Johnny takes Cleo with him to Milan, where his new movie, which is apparently called "Berlin Agenda" and features a female costar (Michelle Monaghan) who hates his guts, is about to open. They gape at Johnny's ridiculous hotel suite with its private pool and pseudo-Quattrocento décor, and giggle at an outrageous Italian TV spectacle (presented without subtitles) where Johnny is feted. They eat gelato in the middle of the night and watch a dubbed episode of "Friends." Cleo makes no comment about the blonde who joins them for breakfast the next morning, but if looks could kill Johnny might be bleeding out on the floor. It's ordinary parenting -- OK, it's sub-mediocre horndog parenting -- in extraordinary circumstances. But at least he's acting as the father of his child, and that, rather than any epiphany or miraculous transformation, is the point. (If there is an epiphany between Johnny and Cleo, it arrives early and I'm not giving it away.)
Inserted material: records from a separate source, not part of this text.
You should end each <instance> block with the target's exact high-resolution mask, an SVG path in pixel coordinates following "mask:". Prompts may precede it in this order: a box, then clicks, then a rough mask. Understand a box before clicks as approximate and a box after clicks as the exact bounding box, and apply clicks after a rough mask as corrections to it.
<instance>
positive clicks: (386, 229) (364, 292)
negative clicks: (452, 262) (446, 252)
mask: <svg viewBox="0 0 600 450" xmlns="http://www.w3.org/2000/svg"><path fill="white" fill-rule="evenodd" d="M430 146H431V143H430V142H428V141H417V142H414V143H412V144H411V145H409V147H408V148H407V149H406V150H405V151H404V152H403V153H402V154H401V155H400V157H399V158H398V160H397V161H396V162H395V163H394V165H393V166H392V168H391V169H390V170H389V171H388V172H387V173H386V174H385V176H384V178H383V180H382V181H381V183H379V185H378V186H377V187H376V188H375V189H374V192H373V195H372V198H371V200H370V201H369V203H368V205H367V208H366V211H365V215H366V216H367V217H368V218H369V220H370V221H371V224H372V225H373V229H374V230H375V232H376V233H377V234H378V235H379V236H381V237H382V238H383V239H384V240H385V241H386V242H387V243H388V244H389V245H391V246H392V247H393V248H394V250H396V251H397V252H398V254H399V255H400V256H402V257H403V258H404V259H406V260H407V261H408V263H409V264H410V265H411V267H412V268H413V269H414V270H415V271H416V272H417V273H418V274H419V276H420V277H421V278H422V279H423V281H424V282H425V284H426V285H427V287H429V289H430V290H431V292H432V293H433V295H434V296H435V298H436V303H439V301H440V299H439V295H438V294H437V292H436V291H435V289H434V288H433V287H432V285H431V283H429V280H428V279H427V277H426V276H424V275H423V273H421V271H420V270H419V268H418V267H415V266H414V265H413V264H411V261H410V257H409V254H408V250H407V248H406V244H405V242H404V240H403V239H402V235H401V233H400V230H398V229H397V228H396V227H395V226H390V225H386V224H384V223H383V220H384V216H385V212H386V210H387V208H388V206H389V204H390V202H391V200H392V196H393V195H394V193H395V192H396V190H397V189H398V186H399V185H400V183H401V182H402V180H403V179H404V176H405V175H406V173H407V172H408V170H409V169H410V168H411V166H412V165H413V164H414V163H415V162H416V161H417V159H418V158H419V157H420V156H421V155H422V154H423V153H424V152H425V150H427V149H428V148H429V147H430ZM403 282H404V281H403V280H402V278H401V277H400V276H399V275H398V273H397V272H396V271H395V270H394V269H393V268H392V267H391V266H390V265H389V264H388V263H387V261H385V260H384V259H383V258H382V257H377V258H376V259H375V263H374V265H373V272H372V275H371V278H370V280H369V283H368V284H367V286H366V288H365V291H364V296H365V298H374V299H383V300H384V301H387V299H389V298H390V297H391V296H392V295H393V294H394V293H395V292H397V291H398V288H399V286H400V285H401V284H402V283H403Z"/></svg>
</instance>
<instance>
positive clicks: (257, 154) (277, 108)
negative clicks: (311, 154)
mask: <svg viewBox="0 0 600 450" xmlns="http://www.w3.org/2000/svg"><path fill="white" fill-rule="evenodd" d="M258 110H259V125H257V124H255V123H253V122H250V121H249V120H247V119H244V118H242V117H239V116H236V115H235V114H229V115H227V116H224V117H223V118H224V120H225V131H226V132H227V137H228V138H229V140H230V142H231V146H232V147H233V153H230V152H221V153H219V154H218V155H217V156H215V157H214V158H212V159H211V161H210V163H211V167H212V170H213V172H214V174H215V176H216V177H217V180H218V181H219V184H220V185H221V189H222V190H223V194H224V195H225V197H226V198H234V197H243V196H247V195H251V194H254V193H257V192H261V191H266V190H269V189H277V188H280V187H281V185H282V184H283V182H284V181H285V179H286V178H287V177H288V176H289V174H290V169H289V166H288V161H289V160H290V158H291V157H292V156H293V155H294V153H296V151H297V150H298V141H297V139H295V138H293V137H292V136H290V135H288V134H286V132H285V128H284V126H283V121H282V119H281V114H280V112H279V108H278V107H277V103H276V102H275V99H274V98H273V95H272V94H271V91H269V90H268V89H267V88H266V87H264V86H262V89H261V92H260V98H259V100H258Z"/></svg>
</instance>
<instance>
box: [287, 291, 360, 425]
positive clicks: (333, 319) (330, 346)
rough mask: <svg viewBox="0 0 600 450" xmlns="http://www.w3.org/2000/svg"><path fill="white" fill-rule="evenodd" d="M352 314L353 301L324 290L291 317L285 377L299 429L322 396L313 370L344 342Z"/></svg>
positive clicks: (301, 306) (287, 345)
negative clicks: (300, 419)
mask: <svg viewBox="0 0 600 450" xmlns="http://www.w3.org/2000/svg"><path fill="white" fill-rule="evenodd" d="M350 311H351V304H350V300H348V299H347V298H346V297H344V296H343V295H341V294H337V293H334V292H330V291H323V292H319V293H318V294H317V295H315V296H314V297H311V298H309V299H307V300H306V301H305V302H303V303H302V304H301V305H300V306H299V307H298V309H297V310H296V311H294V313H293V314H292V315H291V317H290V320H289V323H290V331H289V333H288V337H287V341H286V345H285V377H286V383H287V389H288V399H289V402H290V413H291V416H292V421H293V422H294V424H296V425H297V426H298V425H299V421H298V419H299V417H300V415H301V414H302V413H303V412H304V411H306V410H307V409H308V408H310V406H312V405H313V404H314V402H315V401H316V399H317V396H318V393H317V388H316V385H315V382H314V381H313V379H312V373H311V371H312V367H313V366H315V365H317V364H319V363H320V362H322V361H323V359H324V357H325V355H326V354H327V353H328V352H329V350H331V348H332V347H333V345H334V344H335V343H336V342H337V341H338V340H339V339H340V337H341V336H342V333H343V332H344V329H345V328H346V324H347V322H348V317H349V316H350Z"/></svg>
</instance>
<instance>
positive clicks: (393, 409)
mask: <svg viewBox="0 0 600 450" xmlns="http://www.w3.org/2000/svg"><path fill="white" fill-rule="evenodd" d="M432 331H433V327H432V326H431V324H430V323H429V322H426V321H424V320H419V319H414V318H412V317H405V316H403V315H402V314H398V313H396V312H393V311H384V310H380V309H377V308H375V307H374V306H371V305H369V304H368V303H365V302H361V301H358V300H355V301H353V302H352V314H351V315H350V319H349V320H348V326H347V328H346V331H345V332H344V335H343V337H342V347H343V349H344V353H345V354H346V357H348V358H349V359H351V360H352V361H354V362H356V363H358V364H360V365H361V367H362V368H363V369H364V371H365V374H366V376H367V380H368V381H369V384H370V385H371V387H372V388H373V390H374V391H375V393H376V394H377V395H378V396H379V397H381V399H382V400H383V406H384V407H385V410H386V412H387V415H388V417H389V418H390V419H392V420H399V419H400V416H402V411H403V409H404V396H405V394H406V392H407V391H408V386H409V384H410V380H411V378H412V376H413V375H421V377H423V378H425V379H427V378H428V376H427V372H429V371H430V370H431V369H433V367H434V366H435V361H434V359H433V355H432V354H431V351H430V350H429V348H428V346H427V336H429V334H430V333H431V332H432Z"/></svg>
Both Dorff and 12-year-old Elle Fanning give lovely, unforced performances. You can feel a tenderness building between them, and also a vast, upwelling reservoir of things they can't or won't talk about. Sofia Coppola presumably knows something about being a celebrity's child, but to speak of the characters in this film as if they existed in conventional, psychological-realist drama is to miss the point at least a little. If you're looking for an intimate or confessional portrait of the relationship between a guy befuddled by fame and his wounded, would-be normal daughter, there are only hints and moments of that here. "Somewhere" is a cool, almost architectural construction, with Savides' camera often observing from across the room, across the street, across the parking lot.

It's accurate enough to observe that "Somewhere" returns to Coppola's obsession with the way wealth and fame disfigure people, or that it's closely related to her most successful film, "Lost in Translation." (I still think "Marie Antoinette" was an intriguing misfire, but I appreciate the ardent defenses mounted by its admirers -- and am open to reading more.) If anything, "Somewhere" purifies the themes of "Lost in Translation," stripping away most of the sentiment and artifice. Now, it was the sentiment and artifice that gave "Lost in Translation" much of its appeal, so I'm not necessarily claiming this is a better or more lovable film. What it is instead is a fascinating, mature, beautifully crafted work of art, from a director who continues to surprise us. Sofia Coppola has absorbed the Italian avant-garde more completely than her father ever did, and has made a film about celebrity in the vein of Antonioni and Bertolucci, a film about Hollywood in which she turns her back on it, possibly forever.

"Somewhere" opens Dec. 22 in Boston, Chicago, Los Angeles, New York, San Francisco and Washington, with wider national release to follow in January. 


By Andrew O'Hehir

Andrew O'Hehir is executive editor of Salon.